First, let’s insert the following SQL content for our data source:
Copy
| Code Block |
|---|
SELECT remote_ip, SUM(bytes) AS total_transferred FROM nginx GROUP BY remote_ip ORDER BY total_transferred DESC NULLS LAST LIMIT 5 |
Now let’s open up the Expression editor, from the bottom-right corner, and use the mapColumn function. Paired with getCell and formatnumber functions, it allows us to change the number format of each value in the total_transferred column and display them in so-called “human-readable” formats, such as GB, MB, KB for gigabytes, megabytes and kilobytes.
So this is the expression we’ll add to do that:
Copy
| Code Block |
|---|
| mapColumn "total_transferred" fn={ getCell column="total_transferred" | formatnumber "0.00b"} |
It should be placed right after the ESSQL source definitions, after the SQL query line.
The function uses the NumeralJS library, which defines the formatting notations that can be applied.
Charts
The final elements that we’ll add are the charts.
Bar Charts
First, let’s add the Horizontal bar chart to visualize the request statistics from our table. We’ll use this SQL query in the Data section:
Copy
| Code Block |
|---|
SELECT request, COUNT(*) AS count_requests FROM nginx GROUP BY request ORDER BY count_requests DESC |
Now, we need to link it with the data returned by the query:
For the X-axis, we pick Value and count_requests
For the Y-axis, we also pick Value and then request.
We can also disable the axis labels, to give it a cleaner look.
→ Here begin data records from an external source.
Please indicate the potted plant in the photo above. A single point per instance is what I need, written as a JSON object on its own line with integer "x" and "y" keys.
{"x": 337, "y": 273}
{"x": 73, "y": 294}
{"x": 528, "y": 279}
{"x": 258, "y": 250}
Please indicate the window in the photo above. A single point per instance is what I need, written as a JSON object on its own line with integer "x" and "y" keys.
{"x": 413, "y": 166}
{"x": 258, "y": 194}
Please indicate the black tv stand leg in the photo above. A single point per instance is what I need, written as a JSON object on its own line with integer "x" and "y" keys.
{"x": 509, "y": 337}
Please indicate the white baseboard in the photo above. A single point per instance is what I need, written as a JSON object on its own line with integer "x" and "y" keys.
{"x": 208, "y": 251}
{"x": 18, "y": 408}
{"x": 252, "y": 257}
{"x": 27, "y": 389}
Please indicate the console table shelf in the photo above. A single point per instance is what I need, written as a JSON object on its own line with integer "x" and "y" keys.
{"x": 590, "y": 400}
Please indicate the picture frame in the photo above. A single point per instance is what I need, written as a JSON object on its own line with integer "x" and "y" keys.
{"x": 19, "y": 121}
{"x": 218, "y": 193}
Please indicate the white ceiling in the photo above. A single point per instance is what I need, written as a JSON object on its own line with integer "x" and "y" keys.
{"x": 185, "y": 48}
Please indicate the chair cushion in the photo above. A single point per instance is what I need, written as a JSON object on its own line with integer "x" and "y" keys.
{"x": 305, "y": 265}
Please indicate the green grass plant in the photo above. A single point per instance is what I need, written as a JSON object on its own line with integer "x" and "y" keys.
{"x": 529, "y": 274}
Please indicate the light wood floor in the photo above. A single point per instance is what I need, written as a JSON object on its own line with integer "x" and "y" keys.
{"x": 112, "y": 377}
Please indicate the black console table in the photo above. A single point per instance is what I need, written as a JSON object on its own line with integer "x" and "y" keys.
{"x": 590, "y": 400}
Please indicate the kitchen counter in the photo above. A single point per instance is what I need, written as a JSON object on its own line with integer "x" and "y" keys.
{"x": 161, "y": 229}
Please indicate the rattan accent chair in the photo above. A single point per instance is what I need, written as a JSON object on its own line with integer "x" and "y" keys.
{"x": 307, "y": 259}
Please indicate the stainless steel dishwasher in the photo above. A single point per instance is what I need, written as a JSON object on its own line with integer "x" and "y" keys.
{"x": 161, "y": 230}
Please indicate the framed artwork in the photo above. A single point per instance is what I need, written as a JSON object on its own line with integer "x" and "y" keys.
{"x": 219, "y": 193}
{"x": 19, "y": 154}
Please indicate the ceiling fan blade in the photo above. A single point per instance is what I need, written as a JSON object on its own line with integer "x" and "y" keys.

To do that, we click on the sliding buttons next to X-axis and Y-axis.
Under the Default style, we’ll pick a green fill color to make it fit with the rest of the design.
Progress Charts
Let’s try taking this even further using Canvas expressions. We’ll apply it to a new element that we’ll add, a Progress Gauge chart.
This progress chart will show the percentage of traffic transferred to the top 5 IP addresses.
After inserting this chart element, we apply this SQL query to its Data section:
Copy
| Code Block |
|---|
SELECT SUM(bytes) AS total_transferred_top5 FROM nginx GROUP BY remote_ip ORDER BY total_transferred_top5 DESC NULLS LAST LIMIT 5 |
This query alone, however, isn’t enough. That’s because the Progress Gauge chart expects a single value, between 0 and 1, where something like 0.56 would represent 56%. Once again, we’ll achieve what we need with the very useful Expression editor.
The expression will divide the total transferred to the top 5 IPs (which we get from the first SQL query) to the grand total, transferred to all IPs, which we get from the second essql query.
The whole expression will look like this:
And this is the important part that calculates the number between 0 and 1 (the percentage), for the progress gauge element.
Copy
| Code Block |
|---|
| math
{string "sum(total_transferred_top5)/" {filters | essql query="SELECT SUM(bytes) AS total_transferred FROM nginx GROUP BY remote_ip ORDER BY total_transferred DESC NULLS LAST" | math "sum(total_transferred)"}} |
After adding this to the expression editor, we click Run.